The Children of Mother Glory Author Speaks Out

Interview with C.M. Harris

Will you share a bit of background with our readers?

I was raised in a pacifist sect in Illinois. At 18, I left the congregation to pursue a career in graphic design, music, and writing. I attended The School of the Art Institute until money ran out—my parents didn’t believe in college, even though we now know that they exist.

Along the way, I met my partner, Cheryl, and we moved to Minnesota. I got a job in advertising, and studied at the Loft Literary Center. Cheryl and I have owned our marketing firm, Carbon Creative, for a decade now. We also have a set of twins that changed our lives for the better.

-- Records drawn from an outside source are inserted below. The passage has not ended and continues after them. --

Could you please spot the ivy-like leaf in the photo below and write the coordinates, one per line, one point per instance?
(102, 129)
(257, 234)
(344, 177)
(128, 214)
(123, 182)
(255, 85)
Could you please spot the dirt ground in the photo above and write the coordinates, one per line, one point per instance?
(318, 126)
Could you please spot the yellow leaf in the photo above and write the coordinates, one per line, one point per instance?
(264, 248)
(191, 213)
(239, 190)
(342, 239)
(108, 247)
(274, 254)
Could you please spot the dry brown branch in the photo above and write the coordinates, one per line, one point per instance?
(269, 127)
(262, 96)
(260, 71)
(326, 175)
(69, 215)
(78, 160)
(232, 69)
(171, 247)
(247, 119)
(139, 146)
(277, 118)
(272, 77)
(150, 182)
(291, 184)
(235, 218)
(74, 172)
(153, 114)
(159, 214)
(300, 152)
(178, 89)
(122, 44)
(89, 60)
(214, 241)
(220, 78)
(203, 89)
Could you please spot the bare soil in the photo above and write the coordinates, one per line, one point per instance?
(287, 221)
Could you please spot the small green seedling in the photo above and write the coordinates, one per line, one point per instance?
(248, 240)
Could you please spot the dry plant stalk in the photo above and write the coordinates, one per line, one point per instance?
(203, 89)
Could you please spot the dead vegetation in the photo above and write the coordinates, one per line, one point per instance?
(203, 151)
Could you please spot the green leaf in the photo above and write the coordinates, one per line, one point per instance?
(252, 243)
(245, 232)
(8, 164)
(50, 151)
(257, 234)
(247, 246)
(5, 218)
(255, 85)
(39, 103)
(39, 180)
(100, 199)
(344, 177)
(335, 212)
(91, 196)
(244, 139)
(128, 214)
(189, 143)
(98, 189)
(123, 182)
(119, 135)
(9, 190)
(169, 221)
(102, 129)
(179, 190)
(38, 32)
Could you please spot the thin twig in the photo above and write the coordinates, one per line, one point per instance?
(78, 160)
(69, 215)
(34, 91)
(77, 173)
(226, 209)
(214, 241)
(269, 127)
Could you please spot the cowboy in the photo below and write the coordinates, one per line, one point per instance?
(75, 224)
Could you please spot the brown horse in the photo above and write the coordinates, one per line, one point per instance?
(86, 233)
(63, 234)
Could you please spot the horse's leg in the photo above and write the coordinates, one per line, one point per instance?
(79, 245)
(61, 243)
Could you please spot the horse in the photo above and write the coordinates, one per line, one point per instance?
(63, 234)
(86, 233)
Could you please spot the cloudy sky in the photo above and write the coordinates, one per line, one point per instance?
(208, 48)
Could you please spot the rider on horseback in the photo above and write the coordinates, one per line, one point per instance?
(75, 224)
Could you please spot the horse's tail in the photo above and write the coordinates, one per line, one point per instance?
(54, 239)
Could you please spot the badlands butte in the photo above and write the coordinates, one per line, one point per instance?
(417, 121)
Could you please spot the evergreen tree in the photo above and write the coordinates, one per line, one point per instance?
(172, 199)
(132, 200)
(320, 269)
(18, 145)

Photo Courtesy of C.M. Harris

The story threads are intriguingly interwoven through time. Will you give us a brief synopsis of the plot?

The Children of Mother Glory is the story of a fundamentalist church sect called the Potterites told over the course of 100 years through the eyes of its queer members. The spine of the community is Glory Potter herself, whom we first meet as a teen in 1908. She takes up the reins of her father’s ministry, while struggling with her feelings for her childhood best friend, Emma. Every choice Glory makes reverberates for generations to come. It’s very feminist postmodern, as in women can actually screw things up just as well as a man.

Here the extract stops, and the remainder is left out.